Remaining to be understood is the opponent process or processes that can obscure capture. There are a number of reasons why a same-location cost might occur at a relatively short cue–target onset asynchrony (e.g., Schoeberl, Ditye, & Ansorge, 2018; Schönhammer & Kerzel, 2017). One is that there is some memory for the stimulus recently associated with the placeholder location (e.g., the abrupt-onset cue, in this case), which has to be updated when a new stimulus occurs within that location (e.g., the red letter target).
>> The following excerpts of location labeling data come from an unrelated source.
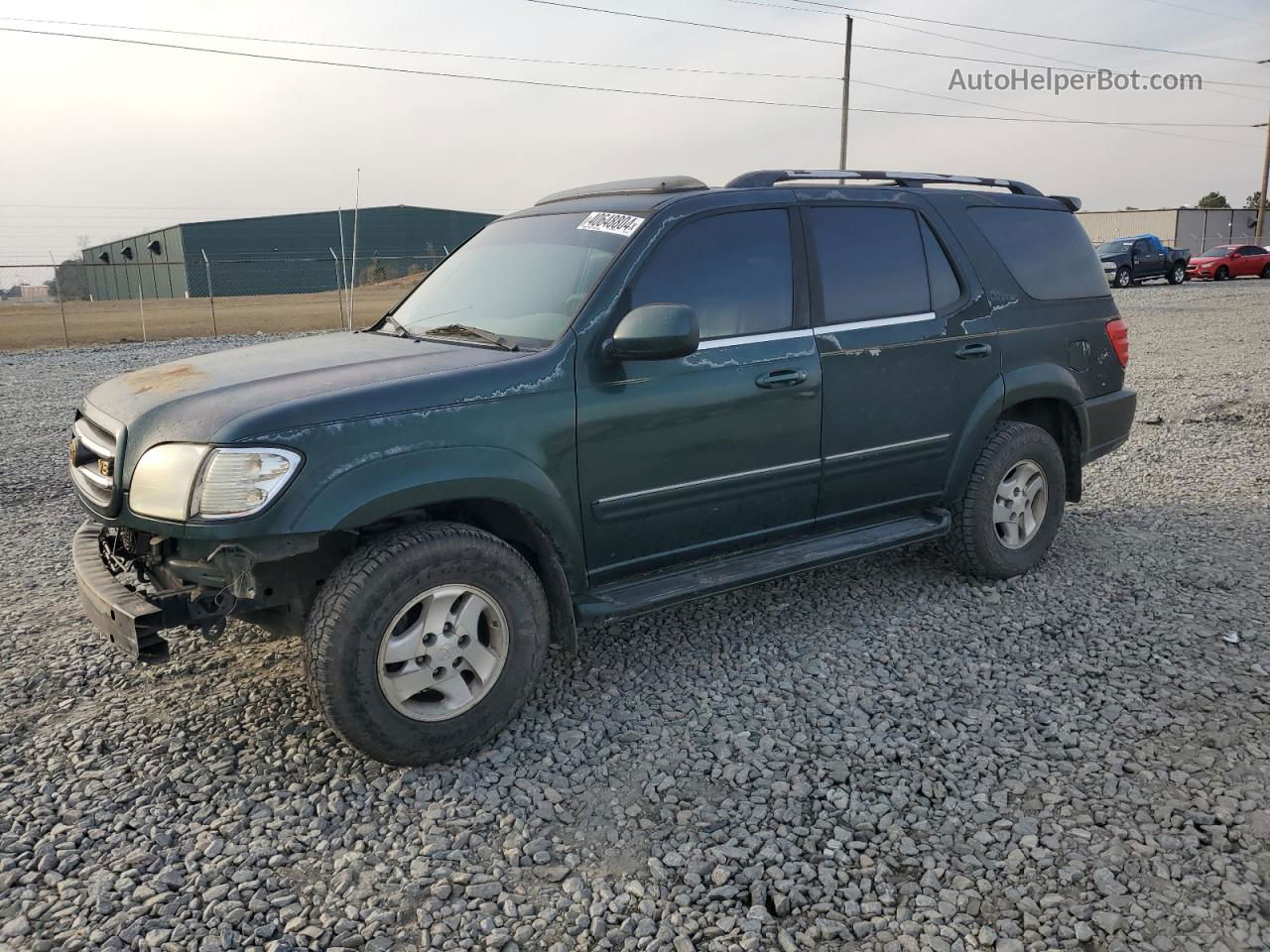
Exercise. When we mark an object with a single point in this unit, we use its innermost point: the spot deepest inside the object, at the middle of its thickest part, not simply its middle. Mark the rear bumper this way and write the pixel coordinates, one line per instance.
(128, 620)
(1110, 419)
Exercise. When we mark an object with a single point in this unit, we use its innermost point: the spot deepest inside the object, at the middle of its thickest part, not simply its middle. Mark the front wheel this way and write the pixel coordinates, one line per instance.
(1008, 515)
(426, 643)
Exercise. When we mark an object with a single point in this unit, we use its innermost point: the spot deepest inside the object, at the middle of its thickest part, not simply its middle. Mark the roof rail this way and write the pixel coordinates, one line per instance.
(767, 178)
(656, 185)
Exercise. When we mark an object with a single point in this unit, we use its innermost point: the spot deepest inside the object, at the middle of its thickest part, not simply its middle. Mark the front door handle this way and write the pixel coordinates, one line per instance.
(973, 352)
(781, 379)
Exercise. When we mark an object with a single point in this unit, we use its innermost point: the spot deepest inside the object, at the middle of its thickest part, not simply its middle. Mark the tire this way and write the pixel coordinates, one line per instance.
(975, 543)
(373, 593)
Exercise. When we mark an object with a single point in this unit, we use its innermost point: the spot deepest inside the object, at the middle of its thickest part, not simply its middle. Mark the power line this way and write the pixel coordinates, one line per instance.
(912, 30)
(838, 42)
(575, 62)
(688, 23)
(427, 53)
(1020, 33)
(1076, 67)
(375, 67)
This updating is presumed to be time-consuming (e.g., Carmel & Lamy, 2014, 2015). Another possibility could include a response-related component, such that a “do not respond” or “ignore” code becomes associated with the location or object at which the abrupt-onset cue occurred, leading to interference when a target appears there (e.g., Neill, Valdes, Terry, & Gorfein, 1992). Appeal to episodic retrieval processes may not always be necessary (e.g., Souto, Born, & Kerzel, 2018). Relatively low-level sensory interactions may also produce a cost. It is known, for example, that the visually responsive neurons in the superior colliculus react less vigorously when their receptive fields are repeatedly stimulated at short cue–target onset asynchronies, which can slow down responding (Fecteau & Munoz, 2005, 2006). These possibilities, among others—such as the speed with which a cued distractor can be rejected (Gaspelin et al., 2016)—need not be mutually exclusive.

Whatever the form of the masking process(es), the attentional capture shown here with statistical regularities strongly suggests that typical contingent-capture cueing paradigms have underestimated capture from abrupt-onset cues. To reveal latent capture, statistical learning approaches provide especially useful diagnostics, and accordingly, we recommend that they be used as litmus tests of whether salient stimuli have truly been ignored or filtered out.